Full_Name: Hallvard B Furuseth Version: LMDB_0.9.15 OS: URL: ftp://ftp.openldap.org/incoming/ Submission from: (NULL) (81.191.45.5) Submitted by: hallvard mdb_env_copyfd1() and mdb_env_copythr() synchronize via my->mc_new, but incorrectly. copythr() starts before there is any data to consume, and copyfd1() does not tell it (by setting mc_new and signalling) when there is data. Instead it sets mc_new before it has finished producing the data. I suppose copythr just waits for a spurious wakeup, I haven't looked closely. It got it right originally when copyfd1 did not start the new thread until data (metapages) was ready. Or copyfd1 could start with mc_new = 0, and set it and signal when data is ready. copythr holds the mutex while writing. That's not how conds are supposed to be used. Threads are supposed to grab the mutex briefly around code which operates on mc_new. mc_status can be lost. Copyfd1 does not always use it, or it discards it. And copythr should set mc_new=0 before exiting also when setting mc_status. so copyfd1 won't just sit and wait.
On 29/07/15 21:25, h.b.furuseth@usit.uio.no wrote: > (...)And copythr should set mc_new=0 before exiting also when setting > mc_status. so copyfd1 won't just sit and wait. I forgot it clears mc_new before setting mc_status. It's if it didn't keep the mutex it would have to set mc_new afterwards (after locking the mutex).
moved from Incoming to Software Bugs
Okay, that was one confused ITS in response to equally confused code. Trying again. Draft fixes in my updated branch "mdb/copyfd1" (non-fast-forward). It's broken if mdb_env_copythr() has a write error: * copyfd1 can (A) overrun buffer mc_wlen, and (B) hang, if if cthr_toggle() is in cond_wait() when the error occurs: It sets mc_new and returns success. cwalk() proceeds to write at mc_wbuf+mc_wlen, but copythr() did not reset mc_wlen. Then copyfd1() waits for the now-dead copythr() to clear mc_new. Fixes: (A) join the if(mc_status) and while(mc_new==1) in cthr_toggle. (B) Drop the wait before THREAD_FINISH(), it seems pointless. Both Posix and Windows doc say that THREAD_FINISH waits. Or if Windows needs it for some reason, then copythr must live until it receives mc_new=-1, so it can set mc_new=0. * copyfd1() loses any error from the final cthr_toggle(). Fix: Return rc ? rc : my.mc_status. Tested on Linux with fake write errors, with/without fixes. While not a bug, I also see no point in both threads' initial waits. copyfd1() can own the buffer initially (set mc_new=0). I'm guessing the waits are there because the code tries to guide the threads from step to step, but it broke because you didn't think of every possibility. It's easier to define and maintain one cond_wait state per thread and keep things consistent there.
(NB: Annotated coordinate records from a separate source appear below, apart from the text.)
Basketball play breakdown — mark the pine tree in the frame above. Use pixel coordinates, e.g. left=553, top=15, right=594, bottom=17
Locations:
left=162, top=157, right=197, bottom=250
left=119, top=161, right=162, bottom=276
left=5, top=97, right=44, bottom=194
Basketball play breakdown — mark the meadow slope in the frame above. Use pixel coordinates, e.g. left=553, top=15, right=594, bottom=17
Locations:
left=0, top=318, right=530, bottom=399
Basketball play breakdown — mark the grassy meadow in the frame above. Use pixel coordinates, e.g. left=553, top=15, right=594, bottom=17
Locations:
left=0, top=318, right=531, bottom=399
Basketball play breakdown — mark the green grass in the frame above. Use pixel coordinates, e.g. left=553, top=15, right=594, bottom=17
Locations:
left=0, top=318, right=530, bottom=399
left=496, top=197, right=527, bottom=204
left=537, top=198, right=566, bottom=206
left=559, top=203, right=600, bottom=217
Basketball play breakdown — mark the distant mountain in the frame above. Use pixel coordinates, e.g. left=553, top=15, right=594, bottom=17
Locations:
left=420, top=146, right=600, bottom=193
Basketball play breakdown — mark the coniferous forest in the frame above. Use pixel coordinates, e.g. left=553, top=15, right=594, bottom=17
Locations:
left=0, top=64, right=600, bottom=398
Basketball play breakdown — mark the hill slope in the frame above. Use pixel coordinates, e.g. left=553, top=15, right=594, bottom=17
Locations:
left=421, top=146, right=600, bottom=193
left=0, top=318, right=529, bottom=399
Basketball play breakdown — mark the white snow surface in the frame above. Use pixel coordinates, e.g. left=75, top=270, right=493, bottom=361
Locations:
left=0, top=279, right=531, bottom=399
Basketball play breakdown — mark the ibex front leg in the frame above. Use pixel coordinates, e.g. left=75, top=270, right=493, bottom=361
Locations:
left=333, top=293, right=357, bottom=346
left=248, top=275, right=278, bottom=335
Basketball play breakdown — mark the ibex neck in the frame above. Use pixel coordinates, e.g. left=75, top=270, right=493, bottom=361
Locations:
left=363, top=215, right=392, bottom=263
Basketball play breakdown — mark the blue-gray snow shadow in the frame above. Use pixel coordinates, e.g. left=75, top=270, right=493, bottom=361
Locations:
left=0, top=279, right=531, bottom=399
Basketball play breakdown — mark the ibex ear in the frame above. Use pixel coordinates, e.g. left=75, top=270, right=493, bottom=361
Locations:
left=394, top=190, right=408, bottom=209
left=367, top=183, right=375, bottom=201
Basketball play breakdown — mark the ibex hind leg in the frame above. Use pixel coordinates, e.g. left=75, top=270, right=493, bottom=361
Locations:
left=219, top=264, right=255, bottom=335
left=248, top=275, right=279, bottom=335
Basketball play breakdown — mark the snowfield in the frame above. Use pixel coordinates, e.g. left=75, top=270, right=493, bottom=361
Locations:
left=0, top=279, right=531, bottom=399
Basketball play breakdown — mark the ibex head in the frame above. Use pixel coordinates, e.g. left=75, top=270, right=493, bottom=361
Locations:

More on error checking: copyfd1() omits most error checking and the cleanup after errors. E.g. it does not tell copythr to finish if txn_begin fails. Each thread is slow to react to errors in the other thread. I/O will cease quicker if both threads set and check mc_status. If so, mc_status can no longer be part of the cond_wait condition, since it won't be mutex-protected. So the threads might chat a bit more before finishing. I'd rename mc_status -> mc_error. "while (!my->mc_error && ...)" is quite self-explanatory, unlike "while (!my->mc_status && ...)". About lock/unlock outside vs. inside the loop: When outside, copythr() must block for the threads to exchange buffers. When inside, the slowest thread does not block, but there are more lock/unlock/wait calls. Testing: Locks inside is clearly faster on tmpfs. On a regular FS I don't know - it may have been a bit slower, but times varied more than the difference. Finally, cwalk() could re-use the page buffers it mallocs. -- Hallvard
More: MDB_CP_COMPACT would drop a new, empty main DB. (I.e. the main DB would lose its flags.) Compacting can verify that the written metapage claims enough DB pages. But not the opposite - it should not fail if it claims too many pages since that would mean we can't compact a DB which has suffered page leaks. We could detect that and re-write the metas at the end, if the user requests it and the file is seekable.
I wrote: > Compacting can verify that the written metapage claims > enough DB pages. But not the opposite - it should not > fail if it claims too many pages since that would mean > we can't compact a DB which has suffered page leaks. Duh, yes the opposite too. If there has been a page leak, the root page number written in the new meta will be wrong. > We could detect that and re-write the metas at the end, > if the user requests it and the file is seekable. Though there's no reliable "is file seekable?" test. lseek() can do nothing but still return success on some devices. Another (user) option: Write a file which requires recovery. We'll need something like that with incremental backups anyway. Write dummy metapages at the beginning, with meta.mm_version indicating the file must be recovered. Write a final metapage at the end, or try to seek and rewrite the beginning if the user says so. Recovery must be a separate program, or in mdb_env_open() when we know the metapage is at the end - i.e. before mapping and maybe expanding the file. -- Hallvard
changed notes changed state Open to Test
Some fixes in mdb.master
changed notes